Malheur à toi si tu te sers de ta plume comme une arme, étouffe-la.
Je n’en aurai jamais une autre.
Cela ne te ressemble pas de t’engager. Reste dans ta poésie. Reste à la maison.
Je ne sais pas ce qui me ressemble.
Le ton monte depuis quelques jours, le chantage, l’incivilité, les insultes. Jusqu’à m’accuser d’« agitateur », de « vendu », de « traître », de « monnayé » pour mes textes (par qui ?) ou pour mon implication dans la chaîne humaine (depuis quand faut-il être payé pour tenir la main de son prochain ?) La mentalité est belle de croire que tout s’achète, tout se vend, tout se paie. Même la solidarité. Même l’étreinte. Elle en dit long sur le mécanisme courant dans le pays, dans nos amitiés, nos alliances.
La menace arrive, elle aussi, et elle est, comme le dit Hobbes, « violence absolue, qui requiert une protection absolue ». Elle attaque, elle déchire et l’on saigne. Tant pis, la cicatrice fera son chemin. C’est l’aube qui compte, elle rassure, et avec la Winnie de Beckett, « je trouve merveilleux qu’il ne se passe pas de jour, presque pas, sans quelque mal pour un bien ». J’ai appris à ne pas exclure le trouble, les blessures, car c’est par là que la pensée progresse.

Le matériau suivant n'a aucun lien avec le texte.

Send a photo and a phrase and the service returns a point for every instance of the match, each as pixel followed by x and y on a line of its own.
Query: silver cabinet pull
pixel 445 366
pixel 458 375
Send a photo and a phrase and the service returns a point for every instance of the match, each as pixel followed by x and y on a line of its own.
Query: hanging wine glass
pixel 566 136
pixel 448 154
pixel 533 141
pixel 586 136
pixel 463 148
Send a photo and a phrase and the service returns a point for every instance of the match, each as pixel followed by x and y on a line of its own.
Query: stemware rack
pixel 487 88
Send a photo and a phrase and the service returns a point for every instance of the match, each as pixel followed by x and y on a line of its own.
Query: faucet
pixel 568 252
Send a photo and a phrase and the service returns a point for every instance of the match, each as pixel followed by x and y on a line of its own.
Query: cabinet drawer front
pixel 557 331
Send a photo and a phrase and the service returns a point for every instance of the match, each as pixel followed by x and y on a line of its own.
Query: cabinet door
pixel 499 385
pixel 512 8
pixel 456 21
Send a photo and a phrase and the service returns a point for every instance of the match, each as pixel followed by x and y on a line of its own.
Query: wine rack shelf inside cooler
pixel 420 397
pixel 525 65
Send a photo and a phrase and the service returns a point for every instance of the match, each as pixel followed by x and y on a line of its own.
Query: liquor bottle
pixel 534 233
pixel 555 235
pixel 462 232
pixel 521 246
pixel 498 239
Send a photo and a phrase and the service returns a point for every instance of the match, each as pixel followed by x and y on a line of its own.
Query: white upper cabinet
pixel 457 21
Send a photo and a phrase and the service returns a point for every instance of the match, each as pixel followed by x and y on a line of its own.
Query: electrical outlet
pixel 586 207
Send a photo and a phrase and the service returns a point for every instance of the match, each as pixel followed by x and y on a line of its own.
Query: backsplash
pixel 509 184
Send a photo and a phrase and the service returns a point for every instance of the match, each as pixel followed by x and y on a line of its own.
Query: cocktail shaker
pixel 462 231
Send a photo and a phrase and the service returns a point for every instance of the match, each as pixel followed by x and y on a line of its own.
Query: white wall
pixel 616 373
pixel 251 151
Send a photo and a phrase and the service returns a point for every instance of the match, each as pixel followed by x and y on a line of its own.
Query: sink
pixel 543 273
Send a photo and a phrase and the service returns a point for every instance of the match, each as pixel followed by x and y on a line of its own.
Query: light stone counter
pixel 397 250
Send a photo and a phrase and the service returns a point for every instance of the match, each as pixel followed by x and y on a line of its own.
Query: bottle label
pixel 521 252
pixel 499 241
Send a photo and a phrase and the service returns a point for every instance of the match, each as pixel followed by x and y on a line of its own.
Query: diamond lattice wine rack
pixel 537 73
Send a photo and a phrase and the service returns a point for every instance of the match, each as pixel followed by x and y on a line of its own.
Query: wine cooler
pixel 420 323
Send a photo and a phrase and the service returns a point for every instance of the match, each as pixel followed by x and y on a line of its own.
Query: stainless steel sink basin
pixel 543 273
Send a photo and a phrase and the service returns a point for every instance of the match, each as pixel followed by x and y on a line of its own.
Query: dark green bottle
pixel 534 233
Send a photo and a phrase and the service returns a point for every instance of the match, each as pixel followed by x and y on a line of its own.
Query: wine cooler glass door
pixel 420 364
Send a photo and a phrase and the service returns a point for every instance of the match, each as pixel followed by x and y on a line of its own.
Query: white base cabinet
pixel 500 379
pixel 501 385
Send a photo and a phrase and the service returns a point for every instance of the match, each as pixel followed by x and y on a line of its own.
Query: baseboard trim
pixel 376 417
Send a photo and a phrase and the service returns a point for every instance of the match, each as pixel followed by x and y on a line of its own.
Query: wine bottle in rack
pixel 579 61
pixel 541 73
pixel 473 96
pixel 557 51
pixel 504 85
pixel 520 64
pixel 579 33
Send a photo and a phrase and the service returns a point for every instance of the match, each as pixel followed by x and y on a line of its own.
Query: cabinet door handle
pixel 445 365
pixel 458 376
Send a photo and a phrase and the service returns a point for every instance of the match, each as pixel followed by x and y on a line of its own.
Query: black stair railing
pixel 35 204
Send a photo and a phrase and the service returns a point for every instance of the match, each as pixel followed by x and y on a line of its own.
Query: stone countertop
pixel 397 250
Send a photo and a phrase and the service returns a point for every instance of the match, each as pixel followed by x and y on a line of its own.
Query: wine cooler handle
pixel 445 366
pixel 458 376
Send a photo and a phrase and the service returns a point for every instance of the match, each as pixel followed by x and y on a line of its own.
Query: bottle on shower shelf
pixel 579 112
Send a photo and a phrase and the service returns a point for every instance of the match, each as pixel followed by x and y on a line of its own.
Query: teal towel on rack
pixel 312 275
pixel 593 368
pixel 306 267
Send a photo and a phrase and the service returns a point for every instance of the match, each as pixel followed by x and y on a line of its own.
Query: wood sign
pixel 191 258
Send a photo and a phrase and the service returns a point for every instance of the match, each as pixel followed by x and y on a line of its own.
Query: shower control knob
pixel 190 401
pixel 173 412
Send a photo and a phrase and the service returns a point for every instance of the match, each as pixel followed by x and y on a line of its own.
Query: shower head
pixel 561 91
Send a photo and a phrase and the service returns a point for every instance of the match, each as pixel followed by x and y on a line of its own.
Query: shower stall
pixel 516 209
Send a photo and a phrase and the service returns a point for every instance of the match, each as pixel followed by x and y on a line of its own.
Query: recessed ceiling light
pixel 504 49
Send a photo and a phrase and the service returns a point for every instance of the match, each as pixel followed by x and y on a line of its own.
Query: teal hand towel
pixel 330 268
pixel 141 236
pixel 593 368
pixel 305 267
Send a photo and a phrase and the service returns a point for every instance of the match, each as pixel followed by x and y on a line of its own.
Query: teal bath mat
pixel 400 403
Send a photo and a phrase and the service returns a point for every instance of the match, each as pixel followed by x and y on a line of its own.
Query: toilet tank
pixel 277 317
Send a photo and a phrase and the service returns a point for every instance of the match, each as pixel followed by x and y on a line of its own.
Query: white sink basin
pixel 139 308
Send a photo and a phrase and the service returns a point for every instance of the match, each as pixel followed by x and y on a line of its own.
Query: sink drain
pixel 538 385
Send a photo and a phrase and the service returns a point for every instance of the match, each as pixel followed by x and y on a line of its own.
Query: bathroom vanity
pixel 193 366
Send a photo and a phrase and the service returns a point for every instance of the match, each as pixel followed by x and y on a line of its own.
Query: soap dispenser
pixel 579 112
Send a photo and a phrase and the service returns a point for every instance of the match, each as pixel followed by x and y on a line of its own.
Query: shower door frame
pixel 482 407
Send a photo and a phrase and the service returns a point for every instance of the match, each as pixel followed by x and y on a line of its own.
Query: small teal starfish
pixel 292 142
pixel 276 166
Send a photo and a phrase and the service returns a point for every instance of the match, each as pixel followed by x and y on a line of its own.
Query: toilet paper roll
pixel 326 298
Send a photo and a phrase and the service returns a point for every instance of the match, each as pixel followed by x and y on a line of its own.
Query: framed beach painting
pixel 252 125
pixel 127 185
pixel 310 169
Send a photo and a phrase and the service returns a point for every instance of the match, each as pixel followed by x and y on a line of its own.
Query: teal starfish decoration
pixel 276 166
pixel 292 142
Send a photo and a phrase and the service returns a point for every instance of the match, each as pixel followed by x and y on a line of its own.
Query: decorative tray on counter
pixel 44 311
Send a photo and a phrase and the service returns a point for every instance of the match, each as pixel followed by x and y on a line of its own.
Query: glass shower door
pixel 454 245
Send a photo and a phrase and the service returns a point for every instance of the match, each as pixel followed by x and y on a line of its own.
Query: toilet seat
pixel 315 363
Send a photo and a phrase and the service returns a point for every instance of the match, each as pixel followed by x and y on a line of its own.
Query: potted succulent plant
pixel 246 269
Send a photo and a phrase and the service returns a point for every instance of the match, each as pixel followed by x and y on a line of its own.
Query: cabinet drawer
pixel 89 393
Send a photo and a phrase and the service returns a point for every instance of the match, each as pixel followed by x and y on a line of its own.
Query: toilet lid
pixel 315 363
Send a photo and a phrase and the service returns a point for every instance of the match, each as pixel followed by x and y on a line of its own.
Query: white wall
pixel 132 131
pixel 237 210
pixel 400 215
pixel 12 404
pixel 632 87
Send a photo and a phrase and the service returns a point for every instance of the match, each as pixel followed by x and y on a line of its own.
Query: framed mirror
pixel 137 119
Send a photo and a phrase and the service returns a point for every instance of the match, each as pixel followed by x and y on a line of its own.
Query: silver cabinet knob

Ma première leçon est triste comme le chant du cygne de mon pays. Elle me dit que la violence vient de notre frère et que le Liban n’est pas prêt, il ne le sera sans doute jamais. Que réclamer un peu plus de vérité, de justice, de santé, est une tentative vouée à l’échec quand l’autre préfère encore l’aveuglement. La servitude volontaire. La première leçon impose une alternative : se taire à nouveau, se résigner sous le joug des plus forts ou… l’inimaginable… se retirer, partir, s’exiler, l’imaginable issue pour celui qui, déraciné, s’étiole et dépérit loin de la sève, de la source première, de sa Méditerranée.
La deuxième va dans le sens de la mesure, elle cherche un compromis pour que les mots de l’ami ne soient pas plus violents, pour qu’ils ne l’amènent pas, lui, à prendre les armes. Pour éviter le pire, la guerre fratricide. Garder vive la révolution, mais lever les barricades, personne n’a jamais aimé les frontières de toute façon. Se relayer tous les jours devant le palais, devant le parlement, devant son papier, devant son écran pour raffermir la chaîne de l’insoumission, de la responsabilité éthique, pour bâtir, dans le temps, dans la durée, dans la parole et dans l’action, un édifice plus solide et plus propre, un nouveau pacte national, anti-confessionnel, jeune, dynamique, reposant sur la compétence du meilleur et non sur la médiocratie et le népotisme.
La troisième me vient d’Épictète comme à chaque fois que la blessure me semble inguérissable. « Partage des choses : ce qui est à notre portée, ce qui est hors de notre portée ». « Ce qui est hors de notre portée est faible, esclave, empêché, étranger », il ne sert donc à rien de s’en occuper sinon à se faire encore plus mal, à désespérer. Les stratégies politiques, l’oppression, la censure, l’avoir, le pouvoir, la banalité du mal ne dépendent pas de moi. L’histoire me montre, hélas, qu’ils ont souvent vaincu et qu’ils pourront vaincre encore, que l’inconcevable peut sévir longtemps avant que la situation ne se retourne. « Ce qui est à notre portée est par nature libre, sans empêchement, sans entrave ».
À ma portée la prise de conscience, même si elle dérange. Je la maintiendrai éveillée.
À ma portée le songe, même si l’on s’en moque, il me porte loin dans les merveilleux nuages… là-bas… là-bas, qui sont gages de ma survie. Je rêverai encore.
À ma portée l’espoir en un Liban plus sain, plus noble, qui me rend ma fierté de citoyen, ma dignité d’homme. Je le garderai grand.
À ma portée le discours, qui est choix de la philosophie contre la violence, dit Éric Weil. Je parlerai et penserai tant que je serai vivant.
À ma portée la plume, oui ma seule arme au service non du ressentiment ou de la menace, mais de la réconciliation et de ma liberté. Ne se battre seulement qu’avec elle, rien qu’avec les feux de la tendresse, comme tant et tant de mes frères et sœurs dans la rue, qui dessinent, offrent des fleurs, de quoi peindre, de quoi manger, de quoi s’asseoir, se couvrir. For free, ne vous en déplaise. Une plume, et qu’on me coupe la langue. Je continuerai à écrire.